A Storywalk along the trail is another way the project would reach out to families who may not normally visit the library, while offering a chance to enjoy recreational time together.

"It combines reading with the benefits of walking outdoors, and will feature new stories every few weeks so families and community members will be able to return multiple times," Frost said.

There has been quite the process to go through, however, as this round of grants is highly competitive. A review panel made up of librarians around the state has been reviewing all applications and ranking them according to a set of questions and a scale. The awardees will be announced Dec. 1.

It's proven to be the source of some tension for the applicants.

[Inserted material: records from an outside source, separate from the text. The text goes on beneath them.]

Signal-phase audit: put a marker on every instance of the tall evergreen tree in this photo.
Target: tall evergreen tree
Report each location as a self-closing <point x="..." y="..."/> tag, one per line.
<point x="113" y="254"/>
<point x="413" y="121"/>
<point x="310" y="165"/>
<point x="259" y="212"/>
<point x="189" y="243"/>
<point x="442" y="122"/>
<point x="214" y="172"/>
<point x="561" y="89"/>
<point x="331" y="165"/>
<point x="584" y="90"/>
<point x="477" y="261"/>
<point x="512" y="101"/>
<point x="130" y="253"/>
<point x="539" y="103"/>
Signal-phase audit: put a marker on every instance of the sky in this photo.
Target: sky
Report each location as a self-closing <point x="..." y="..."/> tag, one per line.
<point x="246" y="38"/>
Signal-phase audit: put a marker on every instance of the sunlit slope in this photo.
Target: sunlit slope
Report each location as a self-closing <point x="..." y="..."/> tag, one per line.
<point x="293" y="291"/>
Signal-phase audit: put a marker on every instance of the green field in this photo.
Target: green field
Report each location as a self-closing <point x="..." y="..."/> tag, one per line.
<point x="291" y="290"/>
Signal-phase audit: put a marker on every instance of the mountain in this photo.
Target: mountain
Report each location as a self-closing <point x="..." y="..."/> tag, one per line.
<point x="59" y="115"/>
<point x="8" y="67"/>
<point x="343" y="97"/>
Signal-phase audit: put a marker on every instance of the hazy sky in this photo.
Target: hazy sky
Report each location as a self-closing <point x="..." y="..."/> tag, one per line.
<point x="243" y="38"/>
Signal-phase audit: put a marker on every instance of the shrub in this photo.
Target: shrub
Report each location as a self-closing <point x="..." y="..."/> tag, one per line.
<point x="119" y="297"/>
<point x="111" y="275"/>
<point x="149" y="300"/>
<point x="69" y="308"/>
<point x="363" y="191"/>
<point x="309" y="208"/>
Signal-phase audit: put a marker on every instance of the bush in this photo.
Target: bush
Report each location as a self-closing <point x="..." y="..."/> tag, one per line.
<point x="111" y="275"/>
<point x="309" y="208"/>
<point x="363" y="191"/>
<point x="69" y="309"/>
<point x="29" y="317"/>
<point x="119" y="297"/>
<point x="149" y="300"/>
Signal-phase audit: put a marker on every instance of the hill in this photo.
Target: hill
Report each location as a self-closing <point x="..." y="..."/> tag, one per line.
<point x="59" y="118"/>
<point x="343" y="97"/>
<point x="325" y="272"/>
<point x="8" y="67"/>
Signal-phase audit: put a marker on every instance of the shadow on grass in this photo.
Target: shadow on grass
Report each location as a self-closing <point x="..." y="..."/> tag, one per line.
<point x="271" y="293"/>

"It's been a back and forth process since we submitted the application in October," Frost said, "of the review panel asking for more detailed information about different aspects of this project. Each time I get the email that we have advanced to the next stage or that the committee is requesting additional information, my heart skips a beat."

The application has made it through two rounds so far, which Frost is taking as a good sign.

There are solid reasons why it stands a good chance.

Frost said that, with the pandemic, there has been increased focus on physical health, as people have found ways to entertain themselves outdoors.

"This provides a place for an entire family to come and enjoy. Mom and Dad could exercise while the kids play. A whole family can take a hike on the Storywalk trail and read a book together. Grandparents can bring their grandkids to play while they read a book," she said.

She called the project "a true multi-generational play area, which is hard to find. So we are excited and hopeful that this project will see the light of day."

Chasse feels the same, noting "I'm really looking forward to getting this opportunity for the town."

The New Durham applicants, as well as the entire community, don't have much longer to wait to find out. Fingers crossed!